Both meanings of nonplussed
on 06.11.18
This shitstain of a president:
1. Meet the guys who tape Trump's papers back together. Because he tears up any document that he doesn't like. So, in order to keep him from violating the law, his Igors fetch the scotch tape, gather up the confetti, and get to taping.
2. I think this is right:
As Trump has lost the benefit of the doubt, he has increasingly relied on the strategy Haberman describes above, wearing down the resistance of disbelief until people just throw up their hands in exasperation. The success of such an approach doesn't rely on a foxlike cunning, but it also doesn't require the lion's threat of blunt force trauma. Yes, a willingness to step aside may be an act of submission, but especially in polite society, it is more often the sign of exhaustion.
And this makes for one of the great ironies of President Trump's leadership style: It intimidates not so much by fear as simple fatigue.
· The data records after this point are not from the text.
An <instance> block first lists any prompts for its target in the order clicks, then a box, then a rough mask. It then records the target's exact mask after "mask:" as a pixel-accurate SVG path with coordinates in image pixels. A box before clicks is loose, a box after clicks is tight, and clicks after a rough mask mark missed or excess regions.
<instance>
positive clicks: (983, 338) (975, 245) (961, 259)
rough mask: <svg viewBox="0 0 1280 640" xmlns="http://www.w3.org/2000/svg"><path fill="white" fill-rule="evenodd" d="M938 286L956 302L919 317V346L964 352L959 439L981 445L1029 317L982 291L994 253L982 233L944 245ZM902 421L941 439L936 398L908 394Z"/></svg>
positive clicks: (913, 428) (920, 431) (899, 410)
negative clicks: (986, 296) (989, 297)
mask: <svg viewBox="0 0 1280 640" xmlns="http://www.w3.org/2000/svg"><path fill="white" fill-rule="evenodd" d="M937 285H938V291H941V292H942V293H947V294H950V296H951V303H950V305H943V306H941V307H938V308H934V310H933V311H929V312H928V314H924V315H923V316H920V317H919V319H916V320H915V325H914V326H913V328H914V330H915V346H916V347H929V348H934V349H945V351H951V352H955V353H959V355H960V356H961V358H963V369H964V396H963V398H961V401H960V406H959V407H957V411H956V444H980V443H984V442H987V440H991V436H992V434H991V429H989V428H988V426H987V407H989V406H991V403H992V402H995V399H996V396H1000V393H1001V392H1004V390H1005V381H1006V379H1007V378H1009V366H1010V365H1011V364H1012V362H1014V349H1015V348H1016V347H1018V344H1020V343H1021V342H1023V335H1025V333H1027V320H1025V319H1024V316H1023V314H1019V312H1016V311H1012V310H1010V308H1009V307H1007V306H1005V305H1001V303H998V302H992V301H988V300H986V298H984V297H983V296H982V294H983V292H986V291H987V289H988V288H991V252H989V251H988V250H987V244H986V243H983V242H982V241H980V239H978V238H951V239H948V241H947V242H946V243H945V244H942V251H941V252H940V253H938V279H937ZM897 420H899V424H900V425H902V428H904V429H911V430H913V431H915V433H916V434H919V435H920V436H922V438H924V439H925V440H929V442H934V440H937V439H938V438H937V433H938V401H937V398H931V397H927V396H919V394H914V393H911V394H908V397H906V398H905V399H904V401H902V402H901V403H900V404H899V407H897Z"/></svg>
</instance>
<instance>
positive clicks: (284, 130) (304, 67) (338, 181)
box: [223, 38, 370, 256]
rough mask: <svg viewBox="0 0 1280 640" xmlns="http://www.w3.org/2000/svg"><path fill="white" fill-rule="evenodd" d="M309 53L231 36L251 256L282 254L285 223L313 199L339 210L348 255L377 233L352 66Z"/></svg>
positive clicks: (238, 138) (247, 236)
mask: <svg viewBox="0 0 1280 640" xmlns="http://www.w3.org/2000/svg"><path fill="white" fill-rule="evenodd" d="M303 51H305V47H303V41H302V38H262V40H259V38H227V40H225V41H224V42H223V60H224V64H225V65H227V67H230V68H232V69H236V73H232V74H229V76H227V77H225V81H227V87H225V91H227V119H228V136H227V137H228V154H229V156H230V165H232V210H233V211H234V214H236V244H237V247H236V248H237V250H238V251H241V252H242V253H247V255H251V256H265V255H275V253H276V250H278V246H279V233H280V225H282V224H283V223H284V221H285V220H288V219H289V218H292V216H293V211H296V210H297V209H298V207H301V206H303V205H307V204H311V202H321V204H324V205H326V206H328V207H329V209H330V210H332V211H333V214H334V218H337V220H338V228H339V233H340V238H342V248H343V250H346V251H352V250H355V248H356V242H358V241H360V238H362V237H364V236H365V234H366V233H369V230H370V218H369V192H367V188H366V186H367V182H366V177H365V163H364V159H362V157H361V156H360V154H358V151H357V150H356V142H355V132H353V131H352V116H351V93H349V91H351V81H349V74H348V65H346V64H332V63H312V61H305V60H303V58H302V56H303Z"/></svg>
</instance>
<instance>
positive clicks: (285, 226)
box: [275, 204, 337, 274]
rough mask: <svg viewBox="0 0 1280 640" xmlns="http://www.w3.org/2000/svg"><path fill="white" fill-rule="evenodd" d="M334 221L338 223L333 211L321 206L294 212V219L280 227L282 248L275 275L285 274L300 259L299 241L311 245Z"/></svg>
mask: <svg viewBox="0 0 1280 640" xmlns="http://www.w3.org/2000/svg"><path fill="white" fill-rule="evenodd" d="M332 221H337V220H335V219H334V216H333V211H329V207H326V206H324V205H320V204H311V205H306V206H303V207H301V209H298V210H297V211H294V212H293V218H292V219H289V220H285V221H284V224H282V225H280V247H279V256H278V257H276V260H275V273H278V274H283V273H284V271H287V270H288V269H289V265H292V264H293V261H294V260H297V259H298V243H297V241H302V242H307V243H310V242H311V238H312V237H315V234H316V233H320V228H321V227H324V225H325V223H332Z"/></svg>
Indeed, beyond a few weak-kneed House members and well-fed lackeys in the West Wing, no one really fears getting their ass kicked by Donald Trump. But they're terrified at the prospect of endlessly having to hear about it.
Of course, who gives a fuck why amoral Republicans capitulate. But I bet, of those that privately loathe Trump, this is more or less right.
(And of course, doxxing can turn legitimately dangerous when aimed at vulnerable people.)